# Questions about Ridge Tahoe



## Bob Andrea (Apr 15, 2009)

I will soon be in The Ridge Tahoe - 2br
Does anyone know the following questions?

I know that there are several bldgs, some of which are, - Terrace, Cascade, Neagle, Plaza... are there more?

Which, if any have air conditioning?
Which, if any have washer/drier's in units?
Which, if any have a view of the Lake?
Which, if any have a view of the Valley?
Which, if any have been updated? 

I Thank You in advance for your help.
Bob


----------



## dougp26364 (Apr 15, 2009)

Bob Andrea said:


> I will soon be in The Ridge Tahoe - 2br
> Does anyone know the following questions?
> 
> I know that there are several bldgs, some of which are, - Terrace, Cascade, Neagle, Plaza... are there more?
> ...



I don't believe any of the buildings have AC. It's not really needed up there. We've been twice in July and have been fine without it. It can get downright cold at night on top of the mountain.
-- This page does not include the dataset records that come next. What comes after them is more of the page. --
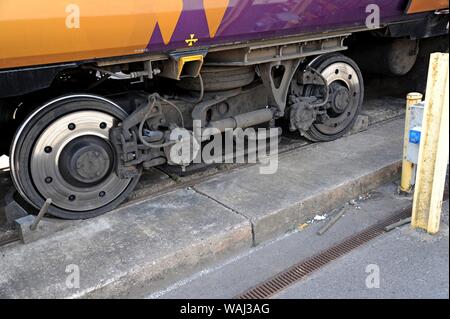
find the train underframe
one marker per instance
(84, 140)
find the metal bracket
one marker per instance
(277, 77)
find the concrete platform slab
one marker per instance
(119, 253)
(315, 180)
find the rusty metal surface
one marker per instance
(297, 272)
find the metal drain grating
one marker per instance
(290, 276)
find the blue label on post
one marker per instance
(414, 137)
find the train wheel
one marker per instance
(346, 96)
(62, 152)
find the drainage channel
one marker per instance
(292, 275)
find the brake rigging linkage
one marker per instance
(135, 145)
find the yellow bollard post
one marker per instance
(434, 148)
(408, 168)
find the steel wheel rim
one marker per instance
(46, 165)
(348, 78)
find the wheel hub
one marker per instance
(340, 97)
(86, 161)
(73, 162)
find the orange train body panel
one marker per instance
(45, 31)
(418, 6)
(42, 32)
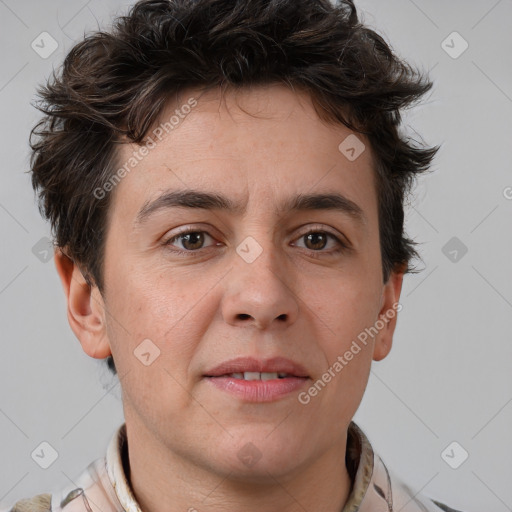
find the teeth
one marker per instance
(252, 376)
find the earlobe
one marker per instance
(85, 308)
(388, 315)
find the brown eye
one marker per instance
(316, 240)
(190, 240)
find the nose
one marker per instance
(260, 292)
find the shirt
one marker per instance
(104, 486)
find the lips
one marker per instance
(248, 367)
(253, 380)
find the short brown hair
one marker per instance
(115, 83)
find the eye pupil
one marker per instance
(195, 238)
(314, 237)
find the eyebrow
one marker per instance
(211, 201)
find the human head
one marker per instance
(114, 86)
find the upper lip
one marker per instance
(251, 364)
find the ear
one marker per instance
(85, 308)
(388, 314)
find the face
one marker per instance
(272, 277)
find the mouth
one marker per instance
(253, 380)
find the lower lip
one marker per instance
(259, 390)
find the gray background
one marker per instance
(448, 377)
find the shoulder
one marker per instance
(38, 503)
(391, 488)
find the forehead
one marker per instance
(264, 141)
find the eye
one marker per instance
(191, 240)
(316, 240)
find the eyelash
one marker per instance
(342, 247)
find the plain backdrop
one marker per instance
(448, 378)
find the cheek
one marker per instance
(152, 307)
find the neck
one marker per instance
(163, 481)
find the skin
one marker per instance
(184, 434)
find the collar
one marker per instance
(359, 460)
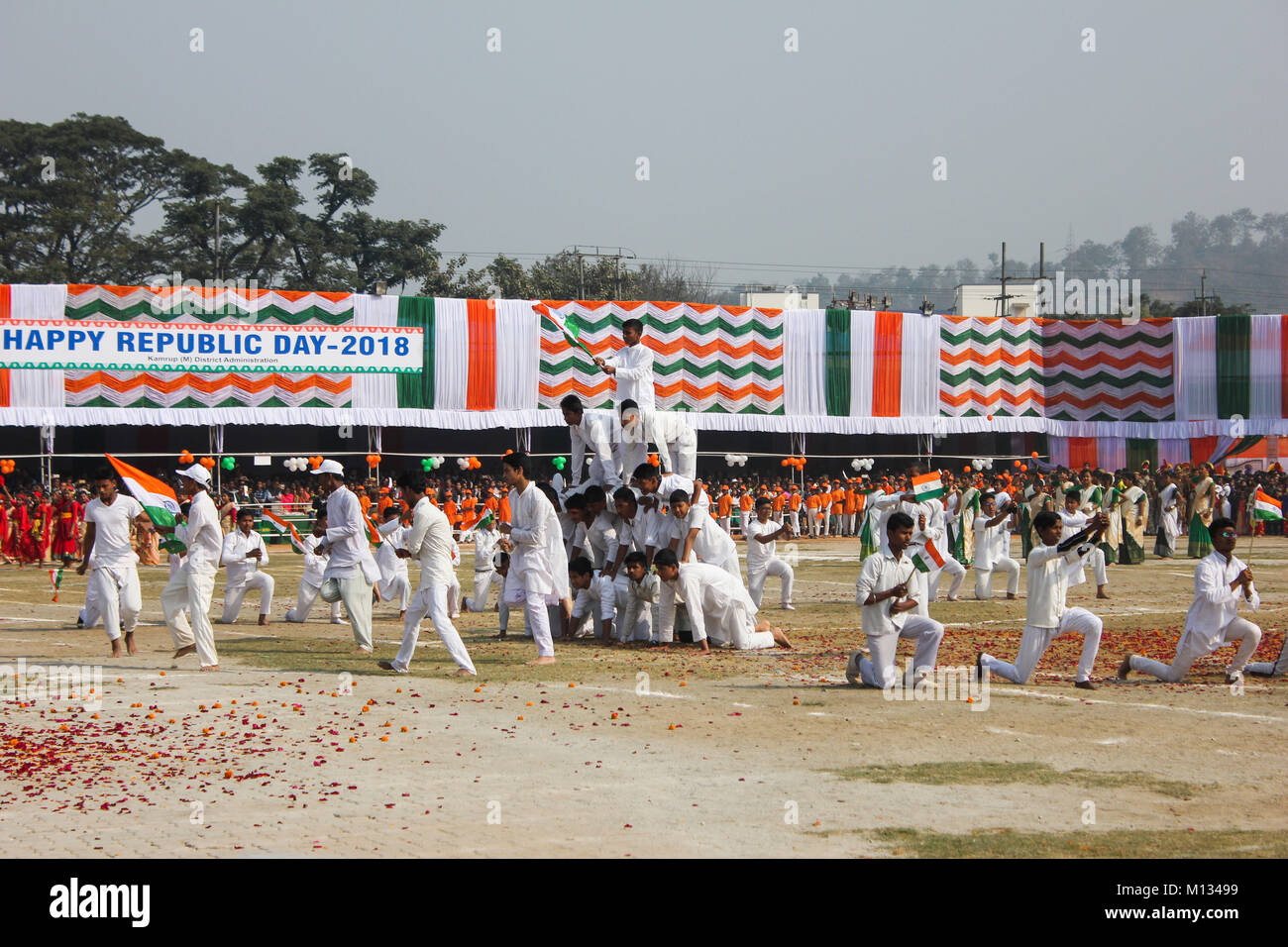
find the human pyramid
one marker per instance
(629, 551)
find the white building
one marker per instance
(982, 299)
(780, 300)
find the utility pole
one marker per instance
(617, 256)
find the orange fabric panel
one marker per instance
(481, 389)
(888, 365)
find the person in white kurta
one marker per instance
(888, 589)
(631, 367)
(1050, 573)
(185, 598)
(695, 536)
(429, 540)
(1222, 583)
(1074, 521)
(485, 539)
(719, 607)
(539, 565)
(590, 432)
(349, 560)
(394, 579)
(763, 535)
(310, 581)
(111, 561)
(992, 549)
(244, 554)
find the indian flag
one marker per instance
(1266, 506)
(156, 497)
(284, 528)
(927, 487)
(927, 558)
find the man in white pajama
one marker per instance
(1222, 583)
(310, 582)
(595, 600)
(717, 604)
(640, 621)
(429, 540)
(394, 579)
(539, 564)
(485, 539)
(112, 562)
(244, 553)
(187, 595)
(888, 590)
(1074, 521)
(590, 432)
(1050, 571)
(692, 532)
(992, 549)
(761, 536)
(349, 561)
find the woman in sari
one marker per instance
(1201, 512)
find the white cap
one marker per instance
(196, 474)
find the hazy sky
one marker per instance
(819, 158)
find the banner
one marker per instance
(215, 348)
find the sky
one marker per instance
(812, 158)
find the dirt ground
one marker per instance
(299, 748)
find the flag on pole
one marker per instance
(927, 558)
(284, 528)
(927, 486)
(1266, 506)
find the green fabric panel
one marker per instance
(1138, 450)
(837, 364)
(1233, 367)
(417, 389)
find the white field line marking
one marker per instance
(1018, 692)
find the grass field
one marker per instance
(300, 748)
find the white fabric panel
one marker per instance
(1112, 453)
(918, 368)
(451, 355)
(1173, 451)
(38, 386)
(1059, 447)
(370, 389)
(518, 355)
(863, 338)
(1196, 368)
(1267, 368)
(804, 356)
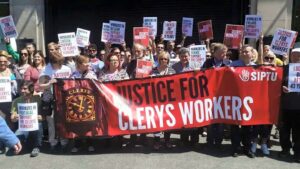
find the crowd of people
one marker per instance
(31, 80)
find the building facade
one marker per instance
(41, 20)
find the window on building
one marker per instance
(4, 8)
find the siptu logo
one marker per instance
(245, 75)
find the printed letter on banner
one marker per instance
(294, 77)
(5, 89)
(187, 26)
(141, 35)
(233, 36)
(151, 22)
(82, 37)
(253, 26)
(117, 32)
(198, 56)
(68, 44)
(28, 116)
(105, 35)
(205, 30)
(283, 40)
(169, 30)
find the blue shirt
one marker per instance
(6, 135)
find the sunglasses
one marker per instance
(269, 58)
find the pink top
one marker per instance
(33, 74)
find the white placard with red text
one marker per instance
(169, 30)
(151, 22)
(294, 77)
(197, 56)
(5, 89)
(253, 26)
(187, 26)
(28, 116)
(105, 35)
(82, 37)
(283, 40)
(68, 44)
(117, 32)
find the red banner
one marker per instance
(244, 96)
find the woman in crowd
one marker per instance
(54, 69)
(6, 73)
(162, 69)
(33, 72)
(290, 116)
(83, 71)
(113, 69)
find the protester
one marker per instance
(244, 133)
(290, 116)
(139, 53)
(161, 70)
(33, 72)
(8, 138)
(83, 72)
(96, 64)
(27, 90)
(215, 132)
(54, 69)
(183, 66)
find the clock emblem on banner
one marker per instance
(80, 105)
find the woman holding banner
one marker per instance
(83, 72)
(26, 131)
(162, 70)
(290, 117)
(33, 72)
(5, 105)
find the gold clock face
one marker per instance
(80, 108)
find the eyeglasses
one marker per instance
(269, 58)
(163, 59)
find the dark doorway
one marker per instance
(65, 16)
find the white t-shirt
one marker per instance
(63, 72)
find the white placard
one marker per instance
(8, 27)
(117, 32)
(282, 41)
(82, 37)
(253, 26)
(28, 116)
(105, 35)
(187, 26)
(68, 44)
(197, 56)
(5, 89)
(294, 77)
(151, 22)
(169, 30)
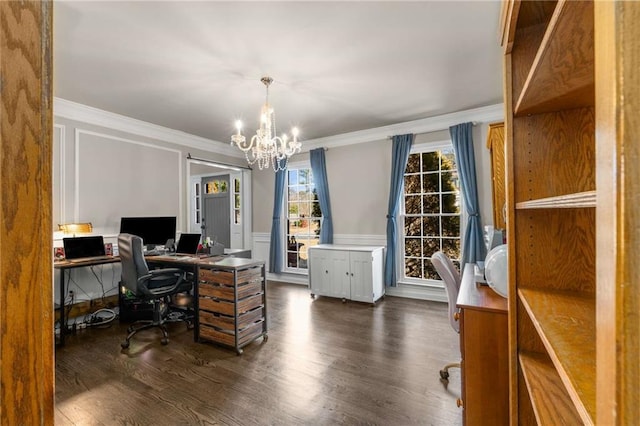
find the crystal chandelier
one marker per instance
(266, 147)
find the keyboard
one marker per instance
(89, 259)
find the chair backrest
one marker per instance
(451, 277)
(133, 264)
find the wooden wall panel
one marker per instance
(557, 154)
(26, 311)
(556, 249)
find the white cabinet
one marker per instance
(347, 272)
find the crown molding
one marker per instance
(86, 114)
(486, 114)
(79, 112)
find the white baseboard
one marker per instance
(261, 251)
(410, 291)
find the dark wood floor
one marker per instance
(325, 363)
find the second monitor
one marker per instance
(154, 230)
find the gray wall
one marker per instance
(101, 174)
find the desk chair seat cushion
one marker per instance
(451, 277)
(156, 285)
(137, 277)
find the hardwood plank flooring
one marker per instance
(325, 363)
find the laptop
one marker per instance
(188, 244)
(81, 249)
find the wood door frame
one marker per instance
(26, 259)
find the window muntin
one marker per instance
(303, 217)
(432, 212)
(236, 201)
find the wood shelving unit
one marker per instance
(548, 393)
(573, 238)
(565, 322)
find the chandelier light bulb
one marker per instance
(266, 147)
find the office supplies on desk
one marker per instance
(82, 249)
(496, 270)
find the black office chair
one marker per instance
(451, 277)
(156, 286)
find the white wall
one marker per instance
(106, 166)
(359, 171)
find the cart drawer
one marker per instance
(226, 277)
(225, 307)
(225, 322)
(226, 292)
(228, 337)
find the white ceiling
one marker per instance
(337, 66)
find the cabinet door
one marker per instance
(319, 279)
(339, 275)
(361, 276)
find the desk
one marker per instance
(63, 266)
(485, 353)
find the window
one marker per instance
(303, 217)
(432, 209)
(236, 201)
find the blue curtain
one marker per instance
(462, 138)
(400, 155)
(319, 169)
(275, 247)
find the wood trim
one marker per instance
(617, 46)
(26, 300)
(569, 201)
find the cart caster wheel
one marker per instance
(444, 375)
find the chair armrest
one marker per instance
(167, 273)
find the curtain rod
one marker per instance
(473, 123)
(217, 163)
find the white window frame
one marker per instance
(285, 216)
(401, 278)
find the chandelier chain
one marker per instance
(266, 147)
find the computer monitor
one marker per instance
(188, 244)
(154, 230)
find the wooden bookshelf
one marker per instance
(565, 323)
(562, 74)
(572, 94)
(548, 393)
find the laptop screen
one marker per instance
(188, 243)
(78, 247)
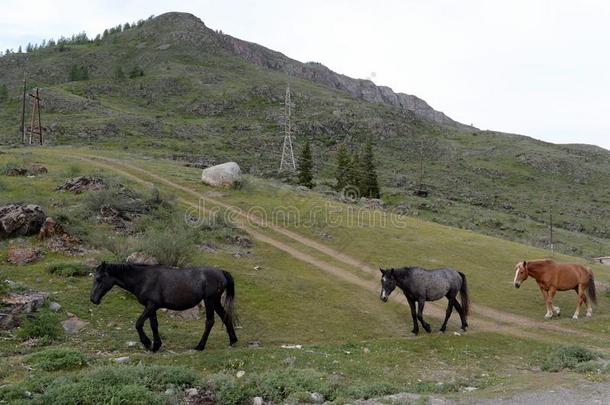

I don't believe any of the units are going to have a significant view of the lake. 

We've always been placed in the Plaza, unit on the side towards Carson Valley have a decent view of the valley. At least the one unit we had on that side had a good view. 

I can' speak for the other building but the Plaze building had washer/dryer combo's. I wouldn't be surprised if ever building had them.

I can think of one more building than you have listed and that would be the Tower building.


----------



## Judy (Apr 15, 2009)

The units in the Neagle buildings have washers and dryers.  They have all been updated within the past few years.  The view depends upon which unit you're assigned. Some have valley views; none have views of the lake.  Some are smoking units and some non-smoking.  I've never been there in summer, so don't know about AC.


----------



## Phill12 (Apr 16, 2009)

We go up every fourth of July week and as stated it cools down in afternoon.

 It can get hot during the day in summer but who goes up to sit in the condo all day. Most rooms have couple fans and if not just ask and they will bring you one. We have used the fans a couple times for couple hours and that is it over the years. 

 We own summer at Naegles and prime Tower so we spend different times up there except winters.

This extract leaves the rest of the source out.